Image: National Gallery of Canada.*
From The Art Journal, 1909, p253: Mrs. Swynnerton’s ‘St. Martin’s Summer’ is a most glad and confident painting. It should be seen as a decoration, making a single space of radiant colour, free of the confusions of colours surrounding it in a picture gallery. Her art is careless of particulars in this, as in other of her paintings. The wings of flamingo red are not organic to the figure, the painting of the clasped hands is cruelly raw. But the breadth and purity of the conception, the rose-tinted face with its close crown of golden hair, the body fair against the deep airy blue of the sky, have sweetness in their strength.
From The Englishwoman’s Review of Social and Industrial Questions, July 15 1909: Here, once again, she depicts a woman who personifies her ideal of ample and glowing womanhood, one who seems to drink the beauty of life with eyes closed – in an ecstacy of happiness. Seen from a distance in broadly-painted flesh tones – and even the strongly outlined purple shadow on cheek and neck – take their right place in the scheme.

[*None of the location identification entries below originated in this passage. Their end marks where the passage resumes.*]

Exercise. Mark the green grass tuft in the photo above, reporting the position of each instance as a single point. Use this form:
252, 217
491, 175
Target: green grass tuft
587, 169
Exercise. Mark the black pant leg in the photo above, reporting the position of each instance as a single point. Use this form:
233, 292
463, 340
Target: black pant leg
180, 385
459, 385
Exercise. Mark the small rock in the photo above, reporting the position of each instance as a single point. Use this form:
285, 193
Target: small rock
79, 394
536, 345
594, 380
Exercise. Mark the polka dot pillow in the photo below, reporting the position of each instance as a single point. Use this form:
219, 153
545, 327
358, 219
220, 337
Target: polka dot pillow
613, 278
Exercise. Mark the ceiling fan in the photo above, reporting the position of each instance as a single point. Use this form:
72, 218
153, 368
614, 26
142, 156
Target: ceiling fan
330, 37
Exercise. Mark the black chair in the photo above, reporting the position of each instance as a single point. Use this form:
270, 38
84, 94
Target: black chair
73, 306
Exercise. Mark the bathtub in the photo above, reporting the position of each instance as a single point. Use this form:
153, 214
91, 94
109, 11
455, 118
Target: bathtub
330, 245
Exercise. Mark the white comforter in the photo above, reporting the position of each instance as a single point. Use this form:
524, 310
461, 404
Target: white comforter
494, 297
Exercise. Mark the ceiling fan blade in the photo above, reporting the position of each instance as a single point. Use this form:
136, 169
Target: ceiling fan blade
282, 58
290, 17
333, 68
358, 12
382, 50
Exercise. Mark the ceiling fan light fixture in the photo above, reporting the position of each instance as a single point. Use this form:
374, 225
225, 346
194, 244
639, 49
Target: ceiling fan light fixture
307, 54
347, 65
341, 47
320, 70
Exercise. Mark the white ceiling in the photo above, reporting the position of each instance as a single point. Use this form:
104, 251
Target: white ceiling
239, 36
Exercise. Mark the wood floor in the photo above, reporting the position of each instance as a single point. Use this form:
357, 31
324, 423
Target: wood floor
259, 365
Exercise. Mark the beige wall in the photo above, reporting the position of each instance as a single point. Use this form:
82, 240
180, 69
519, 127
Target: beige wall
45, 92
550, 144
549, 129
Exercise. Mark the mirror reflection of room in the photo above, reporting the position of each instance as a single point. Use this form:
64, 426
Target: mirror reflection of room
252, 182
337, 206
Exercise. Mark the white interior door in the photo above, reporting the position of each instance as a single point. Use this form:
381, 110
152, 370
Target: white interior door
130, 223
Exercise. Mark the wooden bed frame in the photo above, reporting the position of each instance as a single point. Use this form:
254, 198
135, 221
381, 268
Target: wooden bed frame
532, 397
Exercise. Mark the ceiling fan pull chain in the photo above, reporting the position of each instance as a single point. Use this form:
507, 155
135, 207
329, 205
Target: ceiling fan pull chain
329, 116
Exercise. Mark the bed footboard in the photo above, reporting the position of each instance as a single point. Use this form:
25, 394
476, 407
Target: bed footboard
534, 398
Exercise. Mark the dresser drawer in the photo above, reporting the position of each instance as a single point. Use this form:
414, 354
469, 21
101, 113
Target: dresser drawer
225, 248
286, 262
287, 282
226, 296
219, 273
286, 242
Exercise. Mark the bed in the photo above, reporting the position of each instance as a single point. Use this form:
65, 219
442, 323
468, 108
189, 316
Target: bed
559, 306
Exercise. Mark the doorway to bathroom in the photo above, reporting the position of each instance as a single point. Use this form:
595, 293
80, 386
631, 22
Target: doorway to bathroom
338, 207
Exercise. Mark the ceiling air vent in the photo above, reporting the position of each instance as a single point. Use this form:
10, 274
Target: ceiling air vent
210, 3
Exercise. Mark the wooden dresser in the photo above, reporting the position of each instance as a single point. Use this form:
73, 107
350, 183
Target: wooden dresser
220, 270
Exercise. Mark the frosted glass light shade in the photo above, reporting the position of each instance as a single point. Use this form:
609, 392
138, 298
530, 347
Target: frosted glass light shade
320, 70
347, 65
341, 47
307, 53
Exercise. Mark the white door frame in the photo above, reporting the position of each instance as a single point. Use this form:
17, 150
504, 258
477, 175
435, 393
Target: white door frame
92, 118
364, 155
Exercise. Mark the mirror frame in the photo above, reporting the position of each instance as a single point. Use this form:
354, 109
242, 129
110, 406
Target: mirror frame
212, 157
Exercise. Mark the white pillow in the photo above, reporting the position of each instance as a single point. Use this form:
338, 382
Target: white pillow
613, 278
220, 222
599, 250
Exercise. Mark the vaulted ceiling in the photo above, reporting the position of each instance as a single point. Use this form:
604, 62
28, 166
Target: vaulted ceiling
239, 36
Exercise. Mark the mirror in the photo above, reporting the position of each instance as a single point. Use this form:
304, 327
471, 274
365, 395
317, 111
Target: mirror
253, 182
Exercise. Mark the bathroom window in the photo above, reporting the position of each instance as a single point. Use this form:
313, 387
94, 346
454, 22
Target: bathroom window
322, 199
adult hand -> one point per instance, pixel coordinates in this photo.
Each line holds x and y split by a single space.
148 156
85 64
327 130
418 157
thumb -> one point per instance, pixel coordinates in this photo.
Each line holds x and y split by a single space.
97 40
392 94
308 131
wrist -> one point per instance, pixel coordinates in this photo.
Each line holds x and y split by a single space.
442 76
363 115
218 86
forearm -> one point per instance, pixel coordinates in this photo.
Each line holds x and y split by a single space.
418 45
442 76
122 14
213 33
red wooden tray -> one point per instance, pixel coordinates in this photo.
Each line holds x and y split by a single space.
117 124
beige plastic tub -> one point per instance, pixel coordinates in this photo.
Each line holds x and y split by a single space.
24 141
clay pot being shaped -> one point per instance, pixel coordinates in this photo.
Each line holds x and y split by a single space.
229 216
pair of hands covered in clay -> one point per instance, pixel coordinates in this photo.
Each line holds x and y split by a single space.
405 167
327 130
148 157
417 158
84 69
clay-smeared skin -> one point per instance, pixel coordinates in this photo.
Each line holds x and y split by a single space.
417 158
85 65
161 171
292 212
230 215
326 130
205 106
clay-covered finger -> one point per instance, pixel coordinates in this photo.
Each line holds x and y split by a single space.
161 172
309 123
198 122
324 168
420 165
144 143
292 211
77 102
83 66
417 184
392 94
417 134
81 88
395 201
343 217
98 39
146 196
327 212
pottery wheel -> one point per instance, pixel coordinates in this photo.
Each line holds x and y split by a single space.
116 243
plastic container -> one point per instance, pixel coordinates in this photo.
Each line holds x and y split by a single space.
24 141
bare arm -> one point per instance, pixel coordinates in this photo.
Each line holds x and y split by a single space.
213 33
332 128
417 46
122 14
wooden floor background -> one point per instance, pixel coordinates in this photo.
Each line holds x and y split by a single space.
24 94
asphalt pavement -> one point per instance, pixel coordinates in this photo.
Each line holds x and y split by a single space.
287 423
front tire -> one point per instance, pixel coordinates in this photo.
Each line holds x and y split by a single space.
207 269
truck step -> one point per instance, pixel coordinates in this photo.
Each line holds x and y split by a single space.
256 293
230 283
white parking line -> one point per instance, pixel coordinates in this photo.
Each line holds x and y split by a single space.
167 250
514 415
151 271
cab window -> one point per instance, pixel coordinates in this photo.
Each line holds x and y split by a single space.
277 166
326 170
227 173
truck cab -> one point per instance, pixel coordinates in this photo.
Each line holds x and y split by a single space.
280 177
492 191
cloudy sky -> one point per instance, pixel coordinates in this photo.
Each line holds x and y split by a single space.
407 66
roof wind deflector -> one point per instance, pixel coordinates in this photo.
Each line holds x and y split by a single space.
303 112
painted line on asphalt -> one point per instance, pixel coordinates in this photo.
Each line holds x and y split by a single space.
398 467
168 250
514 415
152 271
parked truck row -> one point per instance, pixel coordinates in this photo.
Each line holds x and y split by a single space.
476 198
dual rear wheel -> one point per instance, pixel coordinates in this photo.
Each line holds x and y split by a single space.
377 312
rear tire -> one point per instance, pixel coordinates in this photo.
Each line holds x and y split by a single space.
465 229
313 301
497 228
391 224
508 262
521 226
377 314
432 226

‘St. Martin’s Summer’ is a period of warm weather late in the year, St. Martin’s Day being 10 November.
- Media: oil on canvas.
- Dimensions: 1100 x 1063 mm (1.17 m²).
- History: mentioned in press as in existence 1898; Manchester Academy Autumn Exhibition, 1910; exhibited Women’s Exhibition, Earl’s Court, 1900; New Gallery, Summer Exhibition 1909; purchased 1922 by the National Gallery of Canada.
- Location: National Gallery of Canada, Ottowa.